In general there are a few ways that we can use to attack the problem. We can divide them into the following categories:

  • Value based: optimize some value function
  • Policy based: optimize the policy function
  • Model based: model the environment

The point I’m trying to make is that both of them can be trained using the same techique.

Value based: (Deep) Q-Learning

In this case we are tying to maximize the value function $Q$ defined as:

\[Q^\pi(s_t, a_t)=\mathbb E [r_{t+1}+ \gamma r_{t+2}+\gamma^2 r_{t+3} +\dots |s_t, a_t]\]

This function expresses the prediction of the future reward obtained by performing action $a_t$ in state $s_t$. While this is a nice and sensible mathematical definition, it does not give us any practical value, as that expected value is impossible to calculate in practice. There is a closed for for such equation, called the Bellman equation:

\[Q^\pi(s_t, a_t)= \mathbb E_{s_{t+1}, a_{t+1}} [r+ \gamma Q^{\pi}(s_{t+1}, a_{t+1}) |s_{t}, a_{t}]\]

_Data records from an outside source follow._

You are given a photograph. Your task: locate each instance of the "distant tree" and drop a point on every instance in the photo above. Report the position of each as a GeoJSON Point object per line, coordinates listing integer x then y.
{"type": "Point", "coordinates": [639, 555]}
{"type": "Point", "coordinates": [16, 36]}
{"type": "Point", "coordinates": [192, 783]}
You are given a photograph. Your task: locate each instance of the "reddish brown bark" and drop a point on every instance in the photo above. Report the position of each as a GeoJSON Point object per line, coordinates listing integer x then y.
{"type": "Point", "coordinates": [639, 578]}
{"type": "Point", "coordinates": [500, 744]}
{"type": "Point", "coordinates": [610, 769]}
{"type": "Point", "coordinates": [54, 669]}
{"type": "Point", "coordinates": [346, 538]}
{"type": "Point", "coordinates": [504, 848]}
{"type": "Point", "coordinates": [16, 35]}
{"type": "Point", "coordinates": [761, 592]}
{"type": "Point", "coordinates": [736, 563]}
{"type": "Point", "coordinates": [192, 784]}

Now if we have a small number of states and actions, we could implement $Q$ as a matrix. It is possible to show that a random initialized matrix will converge to $Q$. In case of the Atari games, the number of state is untractable. Each state consists of 4 frames of the game (to give the direction of the ball), where each frame has $84x84$ pixels. Therefore the total number of states is:

\[256^{(84 \cdot 84 \cdot 4)} \simeq 10^{67970}\]

and this assuming that each pixel is grayscale only!

Since the problem is very sparse (not all the possible combinations of states are possible), a deep neural network $Q=Q(s, a, w)$ was introduced to solve the problem.

In particular, the loss function is given by

\[L(w) =\left (r+ \gamma \max_{a_{t+1}} Q(s_{t+1}, a_{t+1}, w) - Q(s_{t}, a_{t}, w)\right )^2\]

Getting the best policy out of $Q$

Why is $Q$ useful? Given $Q$ is now easy to find the best policy for each state:

First let’s define $Q^*$, the optimal value function as

\[Q^*(s, a) = max_{\pi}Q^{\pi}(s,a) = Q^{\pi^ *}(s, a)\]

Which is the best value that we can get out of all possible actions.

For each state $s$ the action that maximizes the reward is given by

\[\pi^*(s) = argmax_a Q^*(s, a)\]

To recap, we just showed that if we are able to build $Q$ we will be in turn able to maximse the reward by select the best of all possible action.

Let’s look at the problem from the other point of view now: let’s start with the policy function and see how we can maximize it.

Policy based: Policy gradients

First of all we want to note that a policy can be either:

  • deterministic, $a = \pi(s)$
  • stochastic $\pi(a| s) = \mathbb P [a | s]$

In the first case, the same action is selected each time we are in the state $s$, while in the second case we have a distribution over all the possible states. What we really want is to to change such a distribution such that better actions are more probable and bad ones less likely.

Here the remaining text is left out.